Email Campaigns: Transforming Recipients into Relationships
August 3, 2011
This is a guest post by Sara Woods @ Coupon Croc:
Marketing is a numbers game; there’s no doubt about it. You can work from before the sun rises until after the moon sets on building your list, but unless you build the right kind of numbers, your sales will never reach their full potential, and your business will suffer. The most effective email marketing campaigns have certain principles and approaches in common, and those that fail do not fully explore and exploit these common success traits.
Quality over Quantity
You can have over 100,000 people receiving your regularly schedule emails and newsletters, but if you don’t give them reason to visit your site—your storefront—or your physical location, you will never sell to them. You may have a “list,” but you’ve lost “relationship” customers.
That’s key number 1: Your business is far better off building relationships with, for example, 10,000 readers who engage, visit and buy than it is to send to that massive 100,000 recipients who barely bother to open your emails.
Engage your readers. Encourage their participation. Announce contests, surveys, product ideas—a great tool, that one is—and get them involved, not just reading. For instance, ask your readers periodically what they want to read regarding your ezine and/or website focus topic. Then give it to them. Mention them by name in the response ezine. “Three weeks ago, we asked for your input regarding specific topics or questions you had, and you responded! For instance, John Q. of Anywhere, MN, wrote, ‘Dear List owner, I’ve always wanted to know what the difference between a ‘widget’ and a ‘thingamajig’ is. Can you explain?’ Well, John, a widget is _____, and a thingamajig is ______. They work at opposite ends of the whatchamacallit, and both are crucial.”
When John Q. gets an email where he is mentioned-by name, mind you, don’t you think he’s going to send that email to just about everyone he knows? He might even print it out and post it near the cash register in his hardware store or in the main entry of his home for everyone to see and read. It’s a major bragging point, you know.
Personal v Personable
Next, remember you don’t need to keep every ezine you sent business-oriented. You are “allowed” to relax things once in a while. Just keep it focused to whatever topic the list engages, and occasionally send a “newsy” type of message—if your target audience profile allows the deviation. Keep it away from dates or events, but general information is fine. However, if you start the ezine with “Topic 1-Z” as your focus, don’t deviate from some aspect of that too often or you will lose your target audience. However, if your ezine is a business-to-business or B2B transmission, rarely will that business be interested in how your dog ate your sales report. Anecdotal entries can be included; just keep them to a “rarely” status and at the end of your email.

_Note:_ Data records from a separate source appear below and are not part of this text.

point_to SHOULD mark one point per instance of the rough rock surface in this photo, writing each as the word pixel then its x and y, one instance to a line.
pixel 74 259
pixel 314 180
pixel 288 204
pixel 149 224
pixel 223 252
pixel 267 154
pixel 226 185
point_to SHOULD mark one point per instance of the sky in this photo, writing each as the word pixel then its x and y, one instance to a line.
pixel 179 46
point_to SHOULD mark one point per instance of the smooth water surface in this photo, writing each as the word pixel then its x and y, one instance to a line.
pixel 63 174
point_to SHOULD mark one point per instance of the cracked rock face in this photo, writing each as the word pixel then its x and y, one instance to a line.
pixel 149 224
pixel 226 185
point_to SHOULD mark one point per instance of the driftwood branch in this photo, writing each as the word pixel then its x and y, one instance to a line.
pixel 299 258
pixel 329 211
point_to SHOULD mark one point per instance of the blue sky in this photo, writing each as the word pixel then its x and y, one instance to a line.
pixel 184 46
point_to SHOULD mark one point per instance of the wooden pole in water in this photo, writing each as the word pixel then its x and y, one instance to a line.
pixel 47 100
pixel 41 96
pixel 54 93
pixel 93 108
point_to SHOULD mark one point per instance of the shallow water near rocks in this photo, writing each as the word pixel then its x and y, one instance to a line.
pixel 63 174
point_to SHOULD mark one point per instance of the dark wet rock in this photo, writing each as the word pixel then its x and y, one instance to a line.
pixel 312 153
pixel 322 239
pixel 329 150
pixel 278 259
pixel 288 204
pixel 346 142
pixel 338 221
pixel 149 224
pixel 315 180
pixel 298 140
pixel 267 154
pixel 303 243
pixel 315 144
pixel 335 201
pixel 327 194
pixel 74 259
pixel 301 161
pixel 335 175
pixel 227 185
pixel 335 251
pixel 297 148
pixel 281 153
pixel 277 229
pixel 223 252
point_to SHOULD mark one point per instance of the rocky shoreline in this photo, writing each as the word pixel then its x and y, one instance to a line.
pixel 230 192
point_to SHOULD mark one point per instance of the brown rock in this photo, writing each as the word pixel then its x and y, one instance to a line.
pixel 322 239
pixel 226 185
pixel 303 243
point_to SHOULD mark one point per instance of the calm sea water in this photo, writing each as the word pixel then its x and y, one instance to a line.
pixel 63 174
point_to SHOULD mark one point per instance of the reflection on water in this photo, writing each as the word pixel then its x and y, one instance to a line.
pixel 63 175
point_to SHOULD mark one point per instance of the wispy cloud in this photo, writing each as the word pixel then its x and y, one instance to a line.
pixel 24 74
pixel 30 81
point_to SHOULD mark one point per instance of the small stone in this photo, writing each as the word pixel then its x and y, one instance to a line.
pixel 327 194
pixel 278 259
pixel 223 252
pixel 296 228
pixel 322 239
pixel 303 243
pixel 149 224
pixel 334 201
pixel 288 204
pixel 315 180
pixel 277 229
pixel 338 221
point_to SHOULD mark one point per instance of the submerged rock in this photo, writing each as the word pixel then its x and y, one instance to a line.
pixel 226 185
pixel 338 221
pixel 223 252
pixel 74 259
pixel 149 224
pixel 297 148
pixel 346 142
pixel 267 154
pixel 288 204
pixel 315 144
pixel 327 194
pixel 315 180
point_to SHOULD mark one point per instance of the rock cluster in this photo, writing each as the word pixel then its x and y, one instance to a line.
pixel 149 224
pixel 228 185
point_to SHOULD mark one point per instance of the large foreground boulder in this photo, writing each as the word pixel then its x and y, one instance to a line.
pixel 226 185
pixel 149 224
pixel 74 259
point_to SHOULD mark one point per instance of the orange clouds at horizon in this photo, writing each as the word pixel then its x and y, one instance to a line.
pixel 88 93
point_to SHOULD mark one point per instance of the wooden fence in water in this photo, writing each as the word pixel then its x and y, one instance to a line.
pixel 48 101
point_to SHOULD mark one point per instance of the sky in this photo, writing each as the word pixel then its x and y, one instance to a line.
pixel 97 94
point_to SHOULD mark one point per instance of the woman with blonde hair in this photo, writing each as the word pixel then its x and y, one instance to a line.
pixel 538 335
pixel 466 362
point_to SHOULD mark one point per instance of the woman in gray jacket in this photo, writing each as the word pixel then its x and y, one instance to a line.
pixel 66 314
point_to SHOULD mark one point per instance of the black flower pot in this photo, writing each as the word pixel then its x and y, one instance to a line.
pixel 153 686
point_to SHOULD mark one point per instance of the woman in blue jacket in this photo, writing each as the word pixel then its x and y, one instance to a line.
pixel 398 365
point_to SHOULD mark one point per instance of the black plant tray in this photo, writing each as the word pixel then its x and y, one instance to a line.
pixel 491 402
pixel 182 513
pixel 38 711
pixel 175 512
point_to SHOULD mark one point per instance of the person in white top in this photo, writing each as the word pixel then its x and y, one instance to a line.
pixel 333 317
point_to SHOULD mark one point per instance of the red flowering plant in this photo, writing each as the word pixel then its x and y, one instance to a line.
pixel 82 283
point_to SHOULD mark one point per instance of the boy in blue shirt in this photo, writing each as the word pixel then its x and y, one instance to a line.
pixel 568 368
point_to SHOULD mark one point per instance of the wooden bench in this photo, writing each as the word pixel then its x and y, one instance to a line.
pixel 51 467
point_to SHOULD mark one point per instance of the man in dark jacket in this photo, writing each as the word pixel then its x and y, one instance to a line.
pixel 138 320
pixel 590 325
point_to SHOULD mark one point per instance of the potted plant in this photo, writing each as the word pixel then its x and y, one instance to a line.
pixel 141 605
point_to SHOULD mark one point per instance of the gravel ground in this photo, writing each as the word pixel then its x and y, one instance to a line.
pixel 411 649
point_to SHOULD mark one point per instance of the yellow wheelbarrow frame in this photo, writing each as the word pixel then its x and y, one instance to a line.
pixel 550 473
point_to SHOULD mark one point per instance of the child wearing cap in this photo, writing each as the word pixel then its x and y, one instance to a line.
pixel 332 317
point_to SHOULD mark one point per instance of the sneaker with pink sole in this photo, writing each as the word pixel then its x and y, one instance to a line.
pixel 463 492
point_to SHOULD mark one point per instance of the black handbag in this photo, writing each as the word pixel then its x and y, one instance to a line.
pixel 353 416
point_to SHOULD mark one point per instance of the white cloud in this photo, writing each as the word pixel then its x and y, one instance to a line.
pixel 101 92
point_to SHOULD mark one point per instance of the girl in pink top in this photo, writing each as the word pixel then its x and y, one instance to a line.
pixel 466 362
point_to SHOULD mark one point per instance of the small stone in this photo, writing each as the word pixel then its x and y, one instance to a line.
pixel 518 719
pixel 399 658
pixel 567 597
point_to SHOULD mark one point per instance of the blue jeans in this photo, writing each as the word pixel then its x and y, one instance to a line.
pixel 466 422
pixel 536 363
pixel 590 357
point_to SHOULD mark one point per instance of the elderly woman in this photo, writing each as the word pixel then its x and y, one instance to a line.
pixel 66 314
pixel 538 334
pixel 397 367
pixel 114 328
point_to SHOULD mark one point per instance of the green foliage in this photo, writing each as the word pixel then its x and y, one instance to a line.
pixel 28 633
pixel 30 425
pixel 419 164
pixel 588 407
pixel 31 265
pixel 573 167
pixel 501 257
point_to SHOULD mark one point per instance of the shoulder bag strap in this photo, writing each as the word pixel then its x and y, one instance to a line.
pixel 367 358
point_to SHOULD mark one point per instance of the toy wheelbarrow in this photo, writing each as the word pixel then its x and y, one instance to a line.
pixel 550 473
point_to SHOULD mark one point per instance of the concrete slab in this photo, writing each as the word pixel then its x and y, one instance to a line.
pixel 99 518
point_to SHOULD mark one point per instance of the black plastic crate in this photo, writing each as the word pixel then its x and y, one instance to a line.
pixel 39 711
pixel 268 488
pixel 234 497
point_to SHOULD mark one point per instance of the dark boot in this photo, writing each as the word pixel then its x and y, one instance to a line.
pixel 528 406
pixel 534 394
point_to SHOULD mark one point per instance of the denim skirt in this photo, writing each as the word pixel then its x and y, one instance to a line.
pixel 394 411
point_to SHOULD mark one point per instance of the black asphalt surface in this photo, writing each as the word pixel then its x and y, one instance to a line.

That’s key #2: Personable messages are fine; just don’t forget your focus. Keep at least 90 to 95 percent of your ezine messages, depending on your market audience, aligned with your ezine mission. If you do include sales language in your ezines, keep them to one entry per email.
Key #3 is rather simple: If someone does cancel enrollment, don’t add them to another list, simply because you know the email address. This happens too often, and it’s called spamming. Spamming is illegal, and it gives every ezine marketer a bad reputation. It could also cause you to be at least fined by authorities and put everything you own at risk. Spamming is never worth that kind of risk.
Avoid using lists from data miners: They’re rarely accurate; they waste money, and you could be reported for spamming. See above.